Tomono Susumu, Miyoshi Noriyuki, Sato Kazuaki, Ohba Yoshihiro, Ohshima Hiroshi
Laboratory of Biochemistry and Global Center of Excellence Program, Graduate School of Nutritional and Environmental Sciences, University of Shizuoka, Shizuoka, Japan.
Biochem Biophys Res Commun. 2009 May 29;383(2):222-7. doi: 10.1016/j.bbrc.2009.03.155. Epub 2009 Apr 5.

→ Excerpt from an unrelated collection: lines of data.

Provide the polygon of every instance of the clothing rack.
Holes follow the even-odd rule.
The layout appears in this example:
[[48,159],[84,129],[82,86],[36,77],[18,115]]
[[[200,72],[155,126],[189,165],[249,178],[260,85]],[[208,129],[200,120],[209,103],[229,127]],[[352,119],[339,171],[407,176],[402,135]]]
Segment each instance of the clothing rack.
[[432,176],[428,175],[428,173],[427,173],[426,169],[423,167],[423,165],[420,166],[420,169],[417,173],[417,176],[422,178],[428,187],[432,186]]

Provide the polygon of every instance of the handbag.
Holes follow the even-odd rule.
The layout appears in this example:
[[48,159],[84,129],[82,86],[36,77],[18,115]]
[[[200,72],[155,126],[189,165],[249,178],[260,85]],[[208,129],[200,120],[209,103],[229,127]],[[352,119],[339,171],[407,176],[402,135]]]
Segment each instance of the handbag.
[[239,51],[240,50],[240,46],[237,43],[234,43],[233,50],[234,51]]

The presence of the cholesterol ozonolysis products, 3beta-hydroxy-5-oxo-5,6-secocholestan-6-al (atheronal-A) and its aldolization product 3beta-hydroxy-5beta-hydroxy-B-norcholestane-6beta-carboxaldehyde (atheronal-B) in human atherosclerotic tissues was recently reported as evidence for the generation of ozone by activated human neutrophils. However, the mechanism for the formation of atheronals in atherosclerotic tissues is unknown. In this study, we found that atheronals were formed by the reaction of cholesterol with human myeloperoxidase (MPO) in the presence of its substrates H(2)O(2) and Cl(-). The omission of either H(2)O(2) or Cl(-) from the MPO-H(2)O(2)-Cl(-) system resulted in a significant reduction in yields. The formation of atheronals by the MPO-H(2)O(2)-Cl(-) system was inhibited by an inhibitor of MPO and scavengers of reactive oxygen species such as sodium azide, methionine, beta-carotene, and vinylbenzoic acid. Our results suggest that MPO produces atheronals at least partly through an ozone-free mechanism, via the reaction of cholesterol with singlet oxygen generated from HOCl and H(2)O(2).
最近有报道称,在人类动脉粥样硬化组织中存在胆固醇臭氧分解产物3β-羟基-5-氧代-5,6-开环胆甾烷-6-醛(atheronal-A)及其羟醛缩合产物3β-羟基-5β-羟基-B-降胆甾烷-6β-羧醛(atheronal-B),作为活化的人类中性粒细胞产生臭氧的证据。然而,动脉粥样硬化组织中atheronals的形成机制尚不清楚。在本研究中,我们发现atheronals是由胆固醇在其底物H₂O₂和Cl⁻存在的情况下与人髓过氧化物酶(MPO)反应形成的。从MPO-H₂O₂-Cl⁻体系中省略H₂O₂或Cl⁻会导致产率显著降低。MPO-H₂O₂-Cl⁻体系形成atheronals受到MPO抑制剂和活性氧清除剂如叠氮化钠、蛋氨酸、β-胡萝卜素和乙烯基苯甲酸的抑制。我们的结果表明,MPO至少部分通过无臭氧机制,经由胆固醇与由HOCl和H₂O₂产生的单线态氧反应产生atheronals。